Read queries can be processed by any Dgraph node (follower or leader node);
they represent responses to Guided Navigation requests or search requests from
the end users. Updating queries represent data updates to the index, changes in
the records schema, or changes in the Dgraph configuration. Updating requests
must be processed only by the leader node and cannot be processed by follower
nodes.
In the data domain profile, you can decide whether your data domain
requires a dedicated leader node for handling updates, or the leader node that
shares the regular query load with follower nodes.
For example, if the frequency and size of your updating requests are
high, it is recommended to dedicate the leader node to process only the
updating requests and not to process regular queries — this way the follower
nodes process read query requests. On the contrary, if the index for the data
domain is updated rarely, you can configure the leader node in the data domain
to share the regular non-updating query load with other nodes, along with
processing updates. The data domain profile allows you to specify this option.
- Determining the desired
number of query processing nodes in the data domain. When creating data
domain profiles, you can specify the number of follower nodes (these are the
nodes that process only read queries, as opposed to the leader node that can
process both queries and updates). The number of follower nodes you need
depends on the usage patterns for the end users of the data domain. A data
domain cluster may need more query processing Dgraph nodes if the number of end
users is high, and they issue a high number of queries, often concurrently.
Keep in mind that you can only create a data domain with a certain
number of Dgraph nodes if you have a sufficient number of Endeca Server
instance nodes in the Endeca Server cluster. For each data domain, the Endeca
Server creates only one Dgraph node on a specific Endeca Server instance.
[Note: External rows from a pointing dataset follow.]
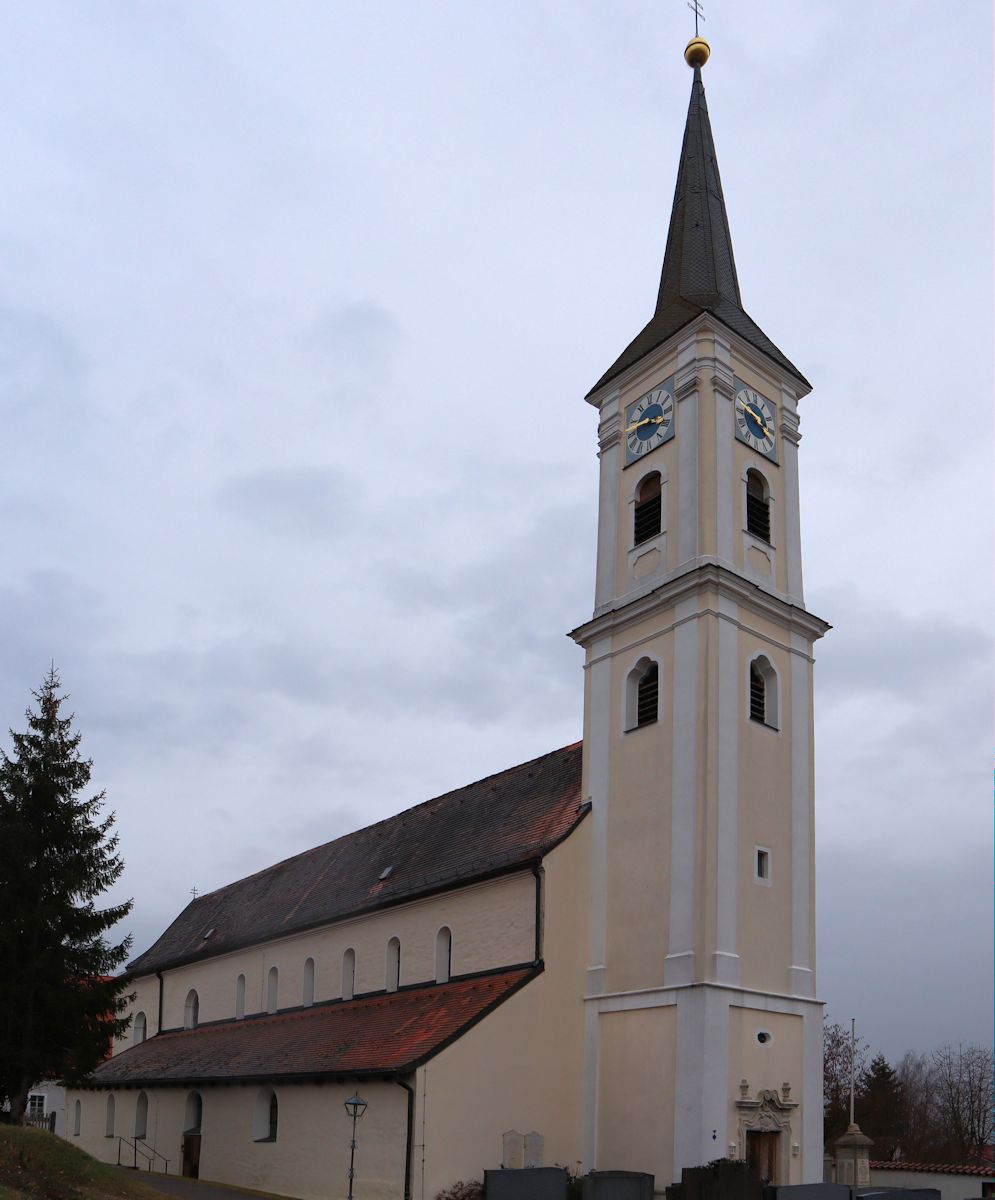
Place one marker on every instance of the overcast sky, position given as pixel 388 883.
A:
pixel 298 306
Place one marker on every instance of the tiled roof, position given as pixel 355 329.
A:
pixel 375 1035
pixel 937 1168
pixel 699 267
pixel 499 822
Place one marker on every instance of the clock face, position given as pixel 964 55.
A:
pixel 755 420
pixel 648 423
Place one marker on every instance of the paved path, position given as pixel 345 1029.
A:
pixel 193 1189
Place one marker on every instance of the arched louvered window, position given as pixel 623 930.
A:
pixel 757 505
pixel 191 1011
pixel 443 954
pixel 763 693
pixel 647 519
pixel 393 964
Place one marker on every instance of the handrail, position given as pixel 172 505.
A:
pixel 148 1152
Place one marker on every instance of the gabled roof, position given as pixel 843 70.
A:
pixel 387 1033
pixel 699 267
pixel 495 825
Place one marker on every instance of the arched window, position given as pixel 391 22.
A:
pixel 443 954
pixel 267 1116
pixel 348 975
pixel 757 505
pixel 393 964
pixel 193 1113
pixel 763 693
pixel 642 695
pixel 647 519
pixel 191 1011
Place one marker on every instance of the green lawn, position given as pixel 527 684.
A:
pixel 37 1165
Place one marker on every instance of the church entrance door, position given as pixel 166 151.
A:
pixel 762 1153
pixel 192 1156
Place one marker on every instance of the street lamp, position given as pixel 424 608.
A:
pixel 355 1107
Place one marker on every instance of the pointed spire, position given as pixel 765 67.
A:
pixel 699 265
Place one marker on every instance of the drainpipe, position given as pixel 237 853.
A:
pixel 537 870
pixel 409 1139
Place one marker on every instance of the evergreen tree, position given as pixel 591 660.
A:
pixel 879 1108
pixel 59 1005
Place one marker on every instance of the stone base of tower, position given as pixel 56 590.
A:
pixel 679 1077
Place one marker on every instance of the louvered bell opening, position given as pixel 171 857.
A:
pixel 647 697
pixel 647 520
pixel 757 696
pixel 757 507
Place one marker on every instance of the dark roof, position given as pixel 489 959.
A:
pixel 699 268
pixel 939 1168
pixel 375 1035
pixel 497 823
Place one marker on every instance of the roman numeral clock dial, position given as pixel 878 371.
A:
pixel 756 421
pixel 648 423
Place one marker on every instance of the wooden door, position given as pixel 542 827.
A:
pixel 762 1155
pixel 192 1156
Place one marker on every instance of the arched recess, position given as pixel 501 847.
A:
pixel 193 1113
pixel 757 504
pixel 348 973
pixel 265 1120
pixel 192 1009
pixel 642 694
pixel 443 954
pixel 394 964
pixel 763 691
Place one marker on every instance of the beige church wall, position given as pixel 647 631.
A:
pixel 639 819
pixel 310 1157
pixel 521 1067
pixel 636 1087
pixel 492 925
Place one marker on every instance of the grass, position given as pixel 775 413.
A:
pixel 37 1165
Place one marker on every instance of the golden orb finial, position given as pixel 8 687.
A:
pixel 696 52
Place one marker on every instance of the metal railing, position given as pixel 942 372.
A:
pixel 139 1147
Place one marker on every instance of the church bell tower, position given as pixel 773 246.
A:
pixel 703 1035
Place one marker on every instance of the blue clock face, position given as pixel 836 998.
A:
pixel 648 423
pixel 755 420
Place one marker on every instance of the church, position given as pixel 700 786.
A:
pixel 601 959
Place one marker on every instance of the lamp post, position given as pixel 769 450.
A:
pixel 355 1107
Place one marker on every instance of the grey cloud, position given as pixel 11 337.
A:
pixel 291 502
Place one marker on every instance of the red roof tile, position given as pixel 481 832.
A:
pixel 939 1168
pixel 379 1035
pixel 499 822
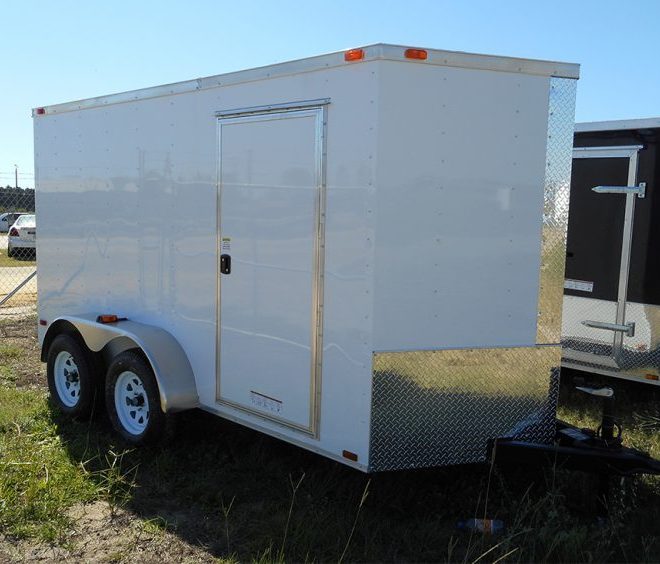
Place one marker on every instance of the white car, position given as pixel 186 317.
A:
pixel 22 238
pixel 7 219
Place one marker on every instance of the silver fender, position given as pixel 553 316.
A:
pixel 168 360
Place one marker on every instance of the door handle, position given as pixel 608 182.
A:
pixel 225 264
pixel 628 329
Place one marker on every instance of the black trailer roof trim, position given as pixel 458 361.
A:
pixel 618 125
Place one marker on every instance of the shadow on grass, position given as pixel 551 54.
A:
pixel 229 489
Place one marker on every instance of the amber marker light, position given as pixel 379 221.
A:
pixel 419 54
pixel 354 55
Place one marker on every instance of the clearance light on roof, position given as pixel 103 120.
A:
pixel 419 54
pixel 354 55
pixel 349 455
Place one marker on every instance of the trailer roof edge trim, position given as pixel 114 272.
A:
pixel 617 125
pixel 374 52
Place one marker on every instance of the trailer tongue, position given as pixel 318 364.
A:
pixel 600 451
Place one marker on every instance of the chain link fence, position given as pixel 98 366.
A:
pixel 18 251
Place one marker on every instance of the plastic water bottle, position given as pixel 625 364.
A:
pixel 485 526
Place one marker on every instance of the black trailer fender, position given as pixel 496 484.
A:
pixel 176 381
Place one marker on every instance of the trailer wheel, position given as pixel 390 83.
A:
pixel 132 399
pixel 70 380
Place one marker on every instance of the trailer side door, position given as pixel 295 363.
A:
pixel 270 263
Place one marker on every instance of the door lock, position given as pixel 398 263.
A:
pixel 225 264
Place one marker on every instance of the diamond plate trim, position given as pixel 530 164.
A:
pixel 436 408
pixel 556 194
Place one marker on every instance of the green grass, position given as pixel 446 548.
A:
pixel 244 496
pixel 38 480
pixel 7 261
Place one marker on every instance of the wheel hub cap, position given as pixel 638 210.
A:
pixel 131 403
pixel 67 379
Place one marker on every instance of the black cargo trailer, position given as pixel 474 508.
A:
pixel 611 313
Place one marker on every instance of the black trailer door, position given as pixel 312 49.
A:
pixel 601 213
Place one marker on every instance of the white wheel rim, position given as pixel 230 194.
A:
pixel 131 403
pixel 67 379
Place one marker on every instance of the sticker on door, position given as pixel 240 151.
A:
pixel 580 285
pixel 264 402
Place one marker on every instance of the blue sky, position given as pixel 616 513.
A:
pixel 56 51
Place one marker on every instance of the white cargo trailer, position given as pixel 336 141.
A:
pixel 361 253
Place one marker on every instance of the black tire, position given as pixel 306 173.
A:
pixel 155 421
pixel 76 397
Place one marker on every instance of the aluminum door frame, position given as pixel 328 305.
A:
pixel 255 113
pixel 631 152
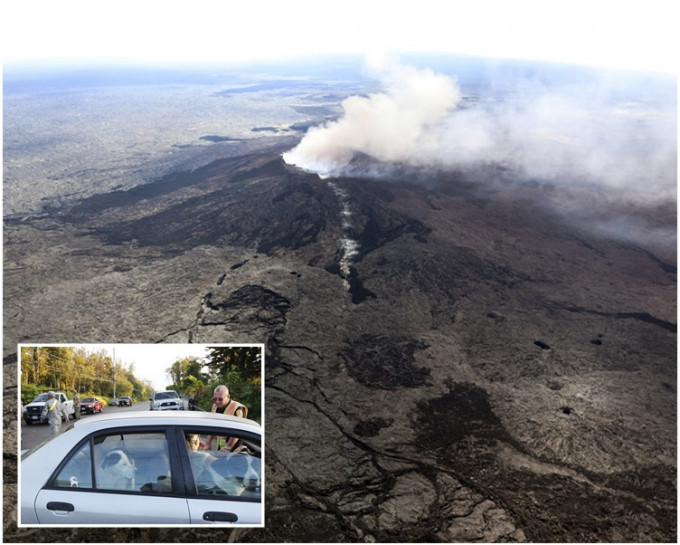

In
other words, if you want to create a five-node data domain, the Endeca Server
cluster hosting it should have at least five Endeca Server nodes.
- Determining the
allocation of processing hardware resources in the Endeca Server cluster.
When you create a new data domain, the Endeca Server cluster allocates the CPU
resources from its servers to meet the needs of the data domain based on the
configuration specified in the data domain profile for the number of threads
required for each data domain node.
When defining a data domain profile, you can choose whether the
Endeca Server cluster should use one of the following hardware utilization
patterns:
- Dedicate 100% of its
nodes capacity to one hosted data domain.
- Share its capacity with
other data domains but remain within its total capacity.
- Is allowed to
oversubscribe — it can start multiple Dgraph nodes (for different data domains)
on its Endeca Server nodes, where the total number of CPU threads requested by
data domains may exceed the total amount of CPU available to each Endeca Server
node.
A data domain profile relies on the characteristics defined in the
Endeca Server node profile. In particular, the characteristics in the node
profile determine the potential limit on the number of dedicated data domains
that could be hosted on the node (dedicated data domains are those for which
the Endeca Server nodes dedicate 100% of their capacity).
- Determining whether the
data domain should be read-only. When defining a data domain profile, you
can specify whether the data domain should be created as read-only. This is
useful in the development environment or for demonstration purposes. For
example, you can export an existing data domain and then import its index using
a read-only data domain profile. This way, an imported data domain will have an
index with the same data in it, but its Dgraph nodes will be read-only
(follower nodes), thus preventing end-users from modifying its configuration or
index in any way.
Note that when you initially create a new data domain that is empty
of source data, its profile should not be configured as read-only, because its
index needs to be populated with data.
You define these characteristics when configuring data domain profiles.